I also found out that there is a weird setting in the temperature for GPT2 where in the range of .498 to .50 my shutdown code works really well, I still don't know why though. But yeah I believe that there is an incentive to review what's happening inside the transformer architecture.
Here was my original proposal: https://www.whitehatstoic.com/p/research-proposal-leveraging-jungian
I'll post my paper for the corrigibility solution too once finished probably next week but if you wish to contact me, just reply here or email me at migueldeguzmandev@gmail.com.

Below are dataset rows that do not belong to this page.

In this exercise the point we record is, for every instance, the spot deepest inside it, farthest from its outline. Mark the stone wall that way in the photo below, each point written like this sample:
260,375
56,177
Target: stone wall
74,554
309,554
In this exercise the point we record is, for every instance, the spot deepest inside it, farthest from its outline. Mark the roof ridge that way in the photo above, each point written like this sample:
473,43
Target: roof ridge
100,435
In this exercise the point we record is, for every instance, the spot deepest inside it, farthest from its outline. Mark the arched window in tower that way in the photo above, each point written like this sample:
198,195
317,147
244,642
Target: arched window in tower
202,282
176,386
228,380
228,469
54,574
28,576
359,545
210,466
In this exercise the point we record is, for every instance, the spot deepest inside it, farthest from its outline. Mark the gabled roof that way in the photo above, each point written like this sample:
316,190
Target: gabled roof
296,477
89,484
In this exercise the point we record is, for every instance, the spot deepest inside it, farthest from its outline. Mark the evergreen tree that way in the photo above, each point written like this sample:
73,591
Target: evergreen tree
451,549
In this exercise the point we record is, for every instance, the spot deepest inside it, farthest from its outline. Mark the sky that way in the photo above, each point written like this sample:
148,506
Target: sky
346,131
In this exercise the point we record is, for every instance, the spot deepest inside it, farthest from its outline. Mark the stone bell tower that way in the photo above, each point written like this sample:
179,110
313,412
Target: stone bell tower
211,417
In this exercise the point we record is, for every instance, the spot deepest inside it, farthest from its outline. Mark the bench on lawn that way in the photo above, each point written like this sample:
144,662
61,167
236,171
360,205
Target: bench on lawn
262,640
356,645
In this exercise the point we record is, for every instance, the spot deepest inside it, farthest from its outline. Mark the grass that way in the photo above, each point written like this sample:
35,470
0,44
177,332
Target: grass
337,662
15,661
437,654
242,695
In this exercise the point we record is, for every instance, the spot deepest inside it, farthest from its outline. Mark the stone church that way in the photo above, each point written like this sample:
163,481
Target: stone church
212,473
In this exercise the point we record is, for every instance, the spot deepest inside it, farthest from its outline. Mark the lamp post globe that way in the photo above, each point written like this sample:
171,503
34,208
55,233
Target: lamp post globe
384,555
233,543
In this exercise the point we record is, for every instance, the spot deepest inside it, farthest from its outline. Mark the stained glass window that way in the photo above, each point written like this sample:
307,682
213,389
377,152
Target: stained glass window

If you want to see my meeting schedule, You can find it here: https://calendly.com/migueldeguzmandev/60min
Looking forward to hearing from you.
Best regards,
Miguel
Update: Already sent an application, I didn't saw that in my first read. Thank you.
Hello Rob,
I was able to transfer a shutdown protocol to GPT2-medium by allowing it to learn from aligned patterns present in an archetypal dataset consisting of 549 stories that explain the shutdown phrase, called "activate Oath". Archetypal Transfer Learning (ATL) allowed for full value loading in a model like GPT-2-medium and possibly in larger models. Based on my initial experiments using the ATL method, the more capable the system is - the easier it is to implement.